Menteri Kesehatan Masih Santai Menanggapi Peredaran Vaksin Palsu
Lalu apa solusi pemerintah?
Follow IDN Times untuk mendapatkan informasi terkini. Klik untuk follow WhatsApp Channel & Google News
Praktik penjualan vaksin tanpa resep dokter di apotek rakyat seharusnya mendapat sorotan dari Kementerian Kesehatan. Hal tersebut diungkapkan oleh Direktur Yayasan Pemberdayaan Konsumen Kesehatan Indonesia (YPKKI) Marius Widjajarta.
Dilansir Kompas.com, (27/6), peraturan tersebut mengacu pada Pasal 9 ayat 1 Peraturan Menteri Kesehatan (PMK) Nomer 35 tahun 2014 tentang standar pelayanan kefarmasian di apotek, pembinaan dan pengawasan terhadap pelaksanaan Peraturan Menteri ini dilakukan oleh Menteri, Kepala Dinas Kesehatan Provinsi dan Kepala Dinas Kesehatan Kabupaten/Kota.
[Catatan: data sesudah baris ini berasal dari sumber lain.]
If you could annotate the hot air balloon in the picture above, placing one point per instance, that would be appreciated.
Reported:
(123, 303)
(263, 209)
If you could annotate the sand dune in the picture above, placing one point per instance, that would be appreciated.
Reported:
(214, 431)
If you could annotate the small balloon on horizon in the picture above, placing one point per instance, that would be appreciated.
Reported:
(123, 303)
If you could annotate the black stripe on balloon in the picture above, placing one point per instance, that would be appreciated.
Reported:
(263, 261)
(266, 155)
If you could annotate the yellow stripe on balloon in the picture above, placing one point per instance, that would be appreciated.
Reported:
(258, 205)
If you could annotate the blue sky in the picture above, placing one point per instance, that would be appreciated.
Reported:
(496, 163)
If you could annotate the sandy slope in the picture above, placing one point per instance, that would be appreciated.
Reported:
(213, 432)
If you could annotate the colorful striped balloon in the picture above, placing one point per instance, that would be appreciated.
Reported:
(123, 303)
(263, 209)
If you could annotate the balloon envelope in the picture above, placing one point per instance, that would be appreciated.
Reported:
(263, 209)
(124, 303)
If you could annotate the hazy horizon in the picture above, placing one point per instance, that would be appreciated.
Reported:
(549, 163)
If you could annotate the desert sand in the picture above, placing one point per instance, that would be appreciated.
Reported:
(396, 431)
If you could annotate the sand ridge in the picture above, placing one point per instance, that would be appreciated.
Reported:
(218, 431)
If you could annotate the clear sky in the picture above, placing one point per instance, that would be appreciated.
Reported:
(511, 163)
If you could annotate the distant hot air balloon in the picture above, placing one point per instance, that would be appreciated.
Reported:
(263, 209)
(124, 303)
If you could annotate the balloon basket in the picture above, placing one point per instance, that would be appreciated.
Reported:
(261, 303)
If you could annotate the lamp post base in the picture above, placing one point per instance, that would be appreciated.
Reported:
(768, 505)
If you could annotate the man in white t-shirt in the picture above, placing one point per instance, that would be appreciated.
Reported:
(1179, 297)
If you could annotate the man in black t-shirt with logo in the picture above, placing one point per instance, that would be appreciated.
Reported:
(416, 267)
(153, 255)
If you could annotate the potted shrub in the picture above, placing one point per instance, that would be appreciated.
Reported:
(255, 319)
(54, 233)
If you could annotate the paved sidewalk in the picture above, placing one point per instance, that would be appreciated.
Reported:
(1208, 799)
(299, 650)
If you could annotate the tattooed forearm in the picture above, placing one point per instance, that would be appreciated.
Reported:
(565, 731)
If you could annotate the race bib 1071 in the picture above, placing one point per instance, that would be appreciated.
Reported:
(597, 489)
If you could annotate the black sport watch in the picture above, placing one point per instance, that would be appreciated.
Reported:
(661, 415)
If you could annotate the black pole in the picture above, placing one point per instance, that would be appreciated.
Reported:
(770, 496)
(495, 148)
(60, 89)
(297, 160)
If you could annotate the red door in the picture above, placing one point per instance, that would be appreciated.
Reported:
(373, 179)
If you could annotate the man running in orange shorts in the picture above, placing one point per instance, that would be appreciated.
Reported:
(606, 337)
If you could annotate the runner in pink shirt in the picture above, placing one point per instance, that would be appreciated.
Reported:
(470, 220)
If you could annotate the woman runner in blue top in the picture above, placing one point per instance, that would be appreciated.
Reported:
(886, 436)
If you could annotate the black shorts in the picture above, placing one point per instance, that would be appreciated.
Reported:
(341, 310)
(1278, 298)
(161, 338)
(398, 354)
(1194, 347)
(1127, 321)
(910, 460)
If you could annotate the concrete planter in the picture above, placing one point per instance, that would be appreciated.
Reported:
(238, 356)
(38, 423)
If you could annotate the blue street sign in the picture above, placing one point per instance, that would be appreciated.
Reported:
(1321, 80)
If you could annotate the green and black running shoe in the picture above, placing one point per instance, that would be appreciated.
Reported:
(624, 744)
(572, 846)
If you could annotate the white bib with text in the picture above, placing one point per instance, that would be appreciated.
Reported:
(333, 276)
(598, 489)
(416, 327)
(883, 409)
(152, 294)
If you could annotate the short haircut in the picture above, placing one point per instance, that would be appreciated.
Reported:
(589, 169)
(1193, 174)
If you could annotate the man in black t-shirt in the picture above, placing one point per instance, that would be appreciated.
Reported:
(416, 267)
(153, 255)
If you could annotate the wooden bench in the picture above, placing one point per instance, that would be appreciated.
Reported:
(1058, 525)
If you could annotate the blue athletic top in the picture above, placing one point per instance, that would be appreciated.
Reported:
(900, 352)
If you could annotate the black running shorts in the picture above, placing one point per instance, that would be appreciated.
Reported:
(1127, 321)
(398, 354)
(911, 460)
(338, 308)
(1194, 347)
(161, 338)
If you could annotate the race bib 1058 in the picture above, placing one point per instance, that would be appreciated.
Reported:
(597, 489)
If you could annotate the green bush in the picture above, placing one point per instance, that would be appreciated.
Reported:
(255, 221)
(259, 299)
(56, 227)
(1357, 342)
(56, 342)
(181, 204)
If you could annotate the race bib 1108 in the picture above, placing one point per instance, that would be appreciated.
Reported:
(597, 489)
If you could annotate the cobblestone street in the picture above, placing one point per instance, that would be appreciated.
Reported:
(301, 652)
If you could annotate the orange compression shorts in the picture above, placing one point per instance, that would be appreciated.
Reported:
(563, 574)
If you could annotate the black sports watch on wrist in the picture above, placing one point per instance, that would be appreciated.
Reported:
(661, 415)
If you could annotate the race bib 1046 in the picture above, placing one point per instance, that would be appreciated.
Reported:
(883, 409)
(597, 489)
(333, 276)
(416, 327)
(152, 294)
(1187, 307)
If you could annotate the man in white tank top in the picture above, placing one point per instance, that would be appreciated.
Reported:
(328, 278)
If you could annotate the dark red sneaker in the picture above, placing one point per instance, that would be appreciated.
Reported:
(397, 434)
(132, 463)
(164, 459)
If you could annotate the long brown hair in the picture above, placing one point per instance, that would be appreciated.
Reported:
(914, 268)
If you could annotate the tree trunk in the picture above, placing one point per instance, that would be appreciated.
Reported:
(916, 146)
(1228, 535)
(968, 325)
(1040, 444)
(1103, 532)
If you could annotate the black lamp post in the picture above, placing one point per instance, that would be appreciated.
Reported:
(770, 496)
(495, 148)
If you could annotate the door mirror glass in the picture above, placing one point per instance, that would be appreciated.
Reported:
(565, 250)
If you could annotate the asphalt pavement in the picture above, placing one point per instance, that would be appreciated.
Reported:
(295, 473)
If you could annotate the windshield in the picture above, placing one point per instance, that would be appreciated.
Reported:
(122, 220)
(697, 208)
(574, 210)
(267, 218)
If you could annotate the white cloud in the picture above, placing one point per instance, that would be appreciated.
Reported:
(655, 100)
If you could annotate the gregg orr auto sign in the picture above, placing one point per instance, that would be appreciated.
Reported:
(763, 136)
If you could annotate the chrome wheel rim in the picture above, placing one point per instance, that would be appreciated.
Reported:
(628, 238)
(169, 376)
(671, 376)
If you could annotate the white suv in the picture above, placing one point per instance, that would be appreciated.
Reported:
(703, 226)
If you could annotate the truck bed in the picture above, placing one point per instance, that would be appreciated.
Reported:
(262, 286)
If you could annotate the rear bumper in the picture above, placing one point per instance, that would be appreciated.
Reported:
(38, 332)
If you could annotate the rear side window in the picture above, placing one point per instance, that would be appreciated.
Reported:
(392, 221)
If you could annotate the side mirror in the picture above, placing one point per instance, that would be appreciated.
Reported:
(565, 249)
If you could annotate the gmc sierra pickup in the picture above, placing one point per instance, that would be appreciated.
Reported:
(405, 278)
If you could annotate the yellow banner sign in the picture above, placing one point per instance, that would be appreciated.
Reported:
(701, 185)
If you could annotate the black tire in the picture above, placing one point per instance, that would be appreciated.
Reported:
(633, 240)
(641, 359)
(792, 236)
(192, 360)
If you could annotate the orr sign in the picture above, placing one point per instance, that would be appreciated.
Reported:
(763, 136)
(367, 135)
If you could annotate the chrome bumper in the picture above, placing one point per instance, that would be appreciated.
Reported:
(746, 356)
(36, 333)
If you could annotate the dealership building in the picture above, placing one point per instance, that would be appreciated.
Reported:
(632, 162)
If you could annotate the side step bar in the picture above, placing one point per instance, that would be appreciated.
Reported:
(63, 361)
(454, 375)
Faktanya, pembinaan dan pengawasannya hingga saat ini masih sangat lemah. Penemuan vaksin palsu di sejumlah apotek rakyat di Jakarta Timur oleh kepolisian, adalah bukti nyata lemahnya pengawasan tersebut. Penemuan tersebut kemudian dikembangkan aparat sehingga tertangkapnya 10 pelaku di Jabodetabek atas dugaan terlibat jaringan pemalsu beragam vaksin dasar untuk bayi, termasuk campak, polio, hepatitis B, tetanus, dan BCG (Bacille Calmette-Guerin).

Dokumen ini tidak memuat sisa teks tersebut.